Glutathione S-transferase in the white shrimp Litopenaeus vannamei: Characterization and regulation under pH stress

We first expressed a Mu-class GST from white shrimp Litopenaeus vannamei in Escherichia coli, and then characterized the purified recombinant enzyme with respect to the effects of pH, temperature on its catalytic (1-chloro-2, 4-dinitrobenzene-glutathione conjugation) activity. We also analyzed its expression profile in L. vannamei tissues, and assessed changes in Mu-GST expression, GST activity profiles and mortality rates following exposure of white shrimp to low and high pH (5.6 and 9.3, respectively).

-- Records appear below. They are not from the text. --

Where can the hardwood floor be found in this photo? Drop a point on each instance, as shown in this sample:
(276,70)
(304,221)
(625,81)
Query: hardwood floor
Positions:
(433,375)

Realtime-PCR analysis showed that Mu-GST transcripts were expressed in all examined L. vannamei tissues, but were most abundant in the hepatopancreas. At low pH Mu-GST transcript levels in the hepatopancreas were highest after 12 h, and then declined to their original levels after 24 h. After 12 h they were also upregulated in haemocytes, but downregulated in the gills, and unchanged in the stomach following exposure to pH stress. Western blot analyses confirmed that the Mu-GST protein was strongly expressed in the hepatopancreas after 12 h at low pH and remain unchanged in the stomach after exposure to pH stress. pH-Related changes in GST activities in the shrimp hepatopancreas were similar to those displayed by the Mu-GST mRNA and protein profiles. In addition, the mortality of L. vannamei was higher at high pH than at low pH. These results suggest that L. vannamei Mu-GST expression is stimulated by acidic pH and that it may play important roles in detoxification of xenobiotics and antioxidant defenses.